Voir David Armstrong : Le concept d’un état mental est celui d’un état interne qualifié
d’être causé par certaines entrées (inputs) sensorielles et qualifié de causer certaines sorties de
comportements (outputs) (cité chez Kim, p. 77).
Bref regard sur quelques objections contre le fonctionnalisme :
En général, il y a la question comment le F. rend compte de l’aspect d’expérience
subjective ou qualitative, ou autrement dit, de l’aspect de la conscience de nos états mentaux ?
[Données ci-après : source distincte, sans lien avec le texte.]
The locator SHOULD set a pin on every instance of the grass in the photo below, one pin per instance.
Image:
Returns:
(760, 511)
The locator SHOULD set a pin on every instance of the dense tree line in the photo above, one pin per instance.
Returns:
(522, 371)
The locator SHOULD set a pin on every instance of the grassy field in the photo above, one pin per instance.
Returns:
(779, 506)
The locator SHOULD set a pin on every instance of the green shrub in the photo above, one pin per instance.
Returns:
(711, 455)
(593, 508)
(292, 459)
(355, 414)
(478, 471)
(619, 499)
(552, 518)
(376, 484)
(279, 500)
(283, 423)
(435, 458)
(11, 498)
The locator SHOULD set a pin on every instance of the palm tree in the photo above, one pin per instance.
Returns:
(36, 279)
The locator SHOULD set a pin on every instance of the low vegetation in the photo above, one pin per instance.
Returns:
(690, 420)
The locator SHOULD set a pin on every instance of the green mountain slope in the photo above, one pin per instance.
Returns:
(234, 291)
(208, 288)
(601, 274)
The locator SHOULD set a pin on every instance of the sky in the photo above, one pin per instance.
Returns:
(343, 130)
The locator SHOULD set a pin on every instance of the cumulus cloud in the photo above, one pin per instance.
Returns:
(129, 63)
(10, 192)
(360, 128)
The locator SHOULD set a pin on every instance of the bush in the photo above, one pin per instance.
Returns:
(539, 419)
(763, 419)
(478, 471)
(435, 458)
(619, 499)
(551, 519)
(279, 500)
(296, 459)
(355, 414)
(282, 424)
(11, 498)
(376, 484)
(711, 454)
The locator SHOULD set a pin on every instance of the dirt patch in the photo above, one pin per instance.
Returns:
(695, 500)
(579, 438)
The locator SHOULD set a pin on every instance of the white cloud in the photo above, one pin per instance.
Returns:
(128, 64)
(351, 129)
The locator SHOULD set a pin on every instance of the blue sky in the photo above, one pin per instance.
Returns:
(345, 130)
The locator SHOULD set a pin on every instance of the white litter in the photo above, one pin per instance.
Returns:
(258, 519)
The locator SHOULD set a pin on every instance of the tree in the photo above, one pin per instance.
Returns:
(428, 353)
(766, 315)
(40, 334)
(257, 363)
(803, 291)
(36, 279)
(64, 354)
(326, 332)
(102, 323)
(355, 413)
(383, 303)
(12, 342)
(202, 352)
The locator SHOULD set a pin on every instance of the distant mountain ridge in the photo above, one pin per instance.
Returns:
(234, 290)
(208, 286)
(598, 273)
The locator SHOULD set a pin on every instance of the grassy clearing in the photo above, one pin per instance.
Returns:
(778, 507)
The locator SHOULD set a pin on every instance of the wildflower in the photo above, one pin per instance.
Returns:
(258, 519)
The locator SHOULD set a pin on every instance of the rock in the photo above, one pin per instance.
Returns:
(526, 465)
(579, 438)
Exemples : La douleur en tant qu’état fonctionnel-causal, versus douleur comme
expérience (quelque chose qui « fait mal »)
Ou bien : Comportement fonctionnellement équivalent tout en ayant une qualité
d’expérience différente dans le cas d’expériences sensorielles telle l’expérience de couleurs ;
le cas normal ; le cas des qualia inversés et le cas des qualia absents.
Littérature :
Braddon-Mitchell, David et Frank Jackson. Philosophy of Mind and Cognition. Blackwell,
Oxford 1996.
Heil, John. Philosophy of Mind. A contemporary introduction. Routledge, London 2002
(première édition 1998)
Jaegwon Kim (1996). Philosophy of Mind. Westview Press.